Pet names fall into one of three categories: Acceptable for Public Use; Marginal; and For Your Ears Only.  The Acceptable for Public Use list is, not surprisingly, short.  It includes dear, dearest, hon, honey and darling.  By definition, AfPU names can be used at any time, in any place, although a discreet husband or wife still probably wouldn’t ask the office receptionist to “get my honey on the line.”

Marginal names are marginal mostly on account of being a little syrupy and a possible source of ridicule if heard by the wrong people.  Love, my love, sweetie-pie, pet, honey-pot, sweet pea, sugar, baby and jewel are all marginal in my book.  The irony of marginal pet names is that you don’t have to worry about your enemies hearing them.  It’s your friends who’ll give you flak about them.  Can you imagine the ribbing a man would get if his wife called him precious in front of his drinking buddies?  He’d have to buy a round—or five—to get them to shut up.  In fact, he probably couldn’t ply them with enough alcohol to get them to forget what they’d heard, and he might have to learn to answer to doll-face on his next hunting trip.  Guys are just that way.

Finally, there’s the For Your Ears Only category.  These are names that are too silly, explicit or simply demeaning outside of an intimate context to risk having them fall into the wrong hands (which would be any hands).  Honey-bunny, love-muffin, studly do-right, jiggles, jug-jug, poodle, cuddle-wuddles, snookums, the rock, lambikins, pumpkin-poo, dumpling, spanky, Mr. Bear-buns, lovey-dovey, Superman, love-mama, and so on are all pretty much guaranteed to land anyone who uses them outside the bedroom in the doghouse.  Woe betide the spouse who utters one in public, or worse, in front of a son or daughter.  You can bet young kids will pull that weapon out of the hat at the most inopportune time, like at a parent-teacher conference, and older ones will just snigger every time you walk by until they turn 23 or so.  The poor husband or wife who lets one of these names out of the bag can look forward to no snuggly-wuggly for a week, thank you!

The funniest pet name I’ve ever heard, hands down, comes from within the family circle.  Evidently, two of my husband K—‘s grandparents called one another schmaltz.  Schmaltz is an interesting word with many meanings, but in this context it basically translates to “fatso.” You’ve got to have a really solid marriage to use that one with regularity!

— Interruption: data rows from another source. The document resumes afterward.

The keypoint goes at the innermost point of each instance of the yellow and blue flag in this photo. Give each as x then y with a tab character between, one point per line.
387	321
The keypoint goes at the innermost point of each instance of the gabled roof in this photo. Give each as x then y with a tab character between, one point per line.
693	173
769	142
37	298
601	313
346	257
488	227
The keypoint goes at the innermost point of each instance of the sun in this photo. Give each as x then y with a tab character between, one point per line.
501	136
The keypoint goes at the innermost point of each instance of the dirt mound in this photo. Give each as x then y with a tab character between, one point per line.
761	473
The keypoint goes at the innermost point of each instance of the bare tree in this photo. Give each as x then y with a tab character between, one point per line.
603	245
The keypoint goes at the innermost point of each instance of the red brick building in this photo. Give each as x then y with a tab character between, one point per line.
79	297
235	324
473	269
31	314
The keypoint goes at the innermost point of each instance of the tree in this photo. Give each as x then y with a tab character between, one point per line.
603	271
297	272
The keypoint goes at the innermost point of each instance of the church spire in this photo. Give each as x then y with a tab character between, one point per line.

Conversely, the weirdest pet names I’ve ever heard are fairly common ones: Mommy and Daddy.  Except when referencing your spouse while talking to your child, the incestuous implications of these names are just too creepy for words.  Freud made a career out of stuff like this.  To steal a quote from a man who was commenting in an Internet forum on the use of pet names in general, this is a level I don’t want ANY relationship of mine to get to.

Of course, not all the names husbands and wives call one another are endearing.  Just take a gander at Who’s Afraid of Virginia Woolf?  For readers unfamiliar with Edward Albee’s vicious but classic play, it’s about a husband-and-wife couple who spend a gleeful evening verbally disemboweling one another, broken up by occasional bouts of strangling.  It probably did more to discourage marriage in America than any other single thing in the last half-century.  But properly speaking, the terms Albee used can’t be called pet names.

I’m not really particular about what K— calls me.  In fact, except for my aversion to Mommy and my hope that he’ll never want to summon me by reciting anything from Albee, I have only one real criterion: it can’t sound as if it should be followed by, “Here, girl!”

But puddin’-cakes?  I could be persuaded to come to that.